For an explanation of the parameters see the fio docs.

Thoughts on using fio more effectively: the block size --bs parameter should match ArcticDB's segment size. E.g. for 100,000 rows by 10 columns (as is the case here), then --bs=8MB is appropriate. For the --size, this should match the total size of the data being written/read to/from the symbol. The --numjobs should probably be one, since this clones separate processes which write to their own files and aggregates the total write speed and ArcticDB is limited to one storage backend. For --iodepth, this should match the number of I/O threads that ArcticDB is configured with:

from arcticdb_ext import set_config_int
set_config_int("VersionStore.NumIOThreads", <number_threads>)

However, even with these options, the read speed is still reported by fio as around 500 MB/s which ArcticSB seems to out-perform! More work needs to be done here in determining an appropriate hardware limit.

Appendix: Profiling script

# Scipt to profile LMDB on disk vs tmpfs, and compare
# also with the in-memory ArcticDB backend
from arcticdb import Arctic
import pandas as pd
import time
import numpy as np
import shutil, os

num_processes = 50
ncols = 10
nrepeats_per_data_point = 5

# Note that these are not deleted when the script finishes
disk_dir = 'disk.lmdb'
# Need to manually mount ./k as a tmpfs file system
tmpfs_dir = 'k/tmpfs.lmdb'
# Temporary file to gauge hardware speed limits
temp_numpy_file = 'temp.npy'
csv_out_file = 'tmpfs_vs_disk_timings.csv'

timings = {
    'Storage': [],
    'Load (bytes)': [],
    'Speed (megabytes/s)': []
}

for data_B in np.linspace(start=200e6, stop=1000e6, num=9, dtype=int):
    nrows = int(data_B / ncols / np.dtype(float).itemsize)
    array = np.random.randn(nrows, ncols)
    data = pd.DataFrame(array, columns=[f'c{i}' for i in range(ncols)])
    assert data.values.nbytes == data_B

    start = time.time()
    np.save(temp_numpy_file, array)
    elapsed = time.time() - start
    write_speed_MB_s = data_B / 1e6 / elapsed

    start = time.time()
    np.load(temp_numpy_file)
    elapsed = time.time() - start
    read_speed_MB_s = data_B / 1e6 / elapsed
    print(f'For {data_B}, Numpy Read speed {read_speed_MB_s} MB/s, write {write_speed_MB_s} MB/s')

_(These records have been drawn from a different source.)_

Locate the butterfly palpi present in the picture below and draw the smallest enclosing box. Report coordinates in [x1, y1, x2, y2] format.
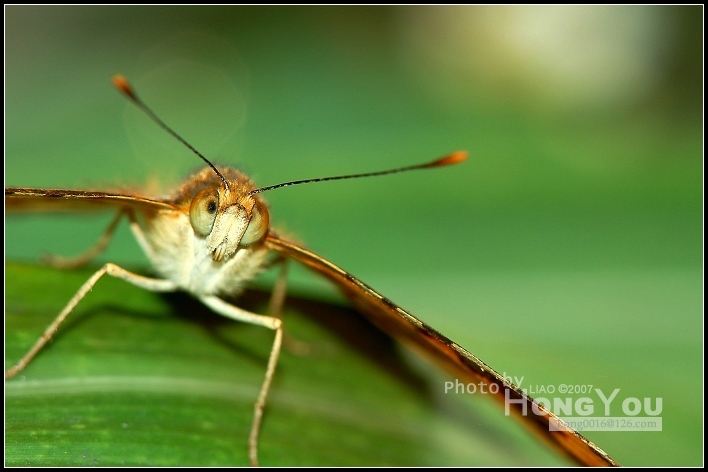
[5, 76, 618, 465]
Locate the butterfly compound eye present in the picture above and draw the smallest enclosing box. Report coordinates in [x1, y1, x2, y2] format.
[189, 189, 219, 236]
[241, 203, 270, 246]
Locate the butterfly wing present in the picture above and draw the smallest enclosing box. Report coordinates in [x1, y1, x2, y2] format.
[5, 187, 176, 212]
[267, 234, 619, 466]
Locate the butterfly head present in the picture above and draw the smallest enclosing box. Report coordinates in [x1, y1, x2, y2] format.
[183, 168, 269, 262]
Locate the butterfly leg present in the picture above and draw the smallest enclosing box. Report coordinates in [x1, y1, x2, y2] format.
[199, 296, 283, 466]
[268, 257, 314, 356]
[42, 210, 125, 269]
[5, 263, 177, 379]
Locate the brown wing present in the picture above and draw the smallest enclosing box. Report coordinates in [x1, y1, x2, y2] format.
[5, 188, 175, 212]
[267, 235, 619, 466]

    for _ in range(nrepeats_per_data_point):
        for test_dir in (disk_dir, tmpfs_dir, 'mem'):
            print(f'Timing {test_dir} with load {data_B} B')

            if test_dir == 'mem':
                ac = Arctic(f'mem://')
            else:
                if os.path.exists(test_dir):
                    # Free up space from last test
                    shutil.rmtree(test_dir)

                ac = Arctic(f'lmdb://{test_dir}')

            if 'lib' not in ac.list_libraries():
                ac.create_library('lib')

            lib = ac['lib']
            start = time.time()
            lib.write('symbol', data)
            elapsed = time.time() - start
            write_speed_MB_s = data_B / 1e6 / elapsed
            print('Time to write', elapsed, 's')

            start = time.time()
            lib.read('symbol')
            elapsed = time.time() - start
            read_speed_MB_s = data_B / 1e6 / elapsed
            print('Time to read', elapsed, 's')

            storage_name = {disk_dir: 'disk', tmpfs_dir: 'tmpfs', 'mem': 'mem'}[test_dir]
            # Record the writing speed
            timings['Load (bytes)'].append(data_B)
            timings['Storage'].append(storage_name + ' (write)')
            timings['Speed (megabytes/s)'].append(write_speed_MB_s)
            # Record the reading speed
            timings['Load (bytes)'].append(data_B)
            timings['Storage'].append(storage_name + ' (read)')
            timings['Speed (megabytes/s)'].append(read_speed_MB_s)

pd.DataFrame(timings).to_csv(csv_out_file)